Vegetables from Benguet including radish, cabbage, and wombok or Chinese cabbage are being sold at a sari-sari store inside Provident Village in Marikina City for P20/kilo, on Tuesday 9 January 2024. The P20 per kilo price point is significantly lower than the current price of P50 to 90 per kilo in most wet markets in Metro Manila. Lynette Bernardo, the sari-sari store owner, said farmer friends from Benguet asked for help as the farmers have nowhere to bring the produce, since most wet markets in Metro Manila are already overflowing vegetables.
📸 Analy Labor
"I want you to know that the DA has not forgotten you. To the stakeholders of cabbage, tomatoes, carrots, and potatoes, they are all important.”
This is the assurance said by Agriculture Secretary Francisco Tiu Laurel, Jr., in a town hall meeting with highland vegetable industry stakeholders during his visit to the Benguet Agri-Pinoy Trading Center last week.
The dialogue was attended by farmers, traders, truckers, market facilitators, agricultural extension workers, municipal and provincial agriculturists, and other stakeholders from Benguet, Ifugao, and Mountain Province.

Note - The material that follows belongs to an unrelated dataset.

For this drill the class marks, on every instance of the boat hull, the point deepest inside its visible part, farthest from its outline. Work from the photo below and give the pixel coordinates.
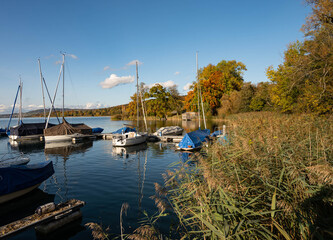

“I brought the whole team here with us at the national office to help think about our current situation and see how we can improve,” he continued.
According to Laurel, the dialogue’s goal is to find interventions to advance the province’s farm sector, boost the income of its farmers, and align strategies that lower farmers’ cost of production.
“This is really a consultation so that we can have a policy that you want and we also want the government to achieve President Marcos' goal of a New Philippines. All new. A new direction to improve the life of every Filipino,” he said. "The overall cost of production will be reduced but the farmers' income can be maintained or even increased -- that is what we should think about carefully and help each other so that farmers and consumers can be happy.”
Meanwhile, issues related to smuggling were also raised, urging industry stakeholders to be ‘active partners’ of the government in putting an end to the illegal transportation of goods.
The agriculture further expressed, “As for anti-smuggling, we will not stop there because that is the prime directive of President Bongbong Marcos, who needs to be caught, punished, and imprisoned. Fortunately, we will be releasing a new anti-smuggling bill with more teeth.”
Among the issues raised during the town hall meeting also include the high cost of farm inputs, like fertilizers, seeds, and pesticides, and the lack of market outlets for Good Agricultural Practices-certified products.
Hence, Laurel pledged a series of initiatives, “including the establishment nationwide of facilities similar to those found in the Food Terminal Inc., creating market outlets for GAP-certified products, expanding KADIWA stores in Metro Manila, enforcing laws related to vegetable and fisheries trading, ensuring the strict implementation of the EO 41 which suspended collection of fees by local government units from vehicles transporting goods, and providing support to the cut flower industry in the region in recognition of the industry's role in job creation and livelihood.”
Earlier this month, videos of cabbage dumping on roadsides and cliffs and other crops being sold at a lower price or given away for free were circulated online, which according to agricultural group Samahang Industriya ng Agrikultura is linked to last December’s good harvest.
The DA-CAR is continuously aiding the affected farmers by delivering their harvests to various potential markets and trading posts all over the country through Kadiwa trucks. Moreover, plans to increase the number of cold storage facilities for stockpile crops in the said province are in the works.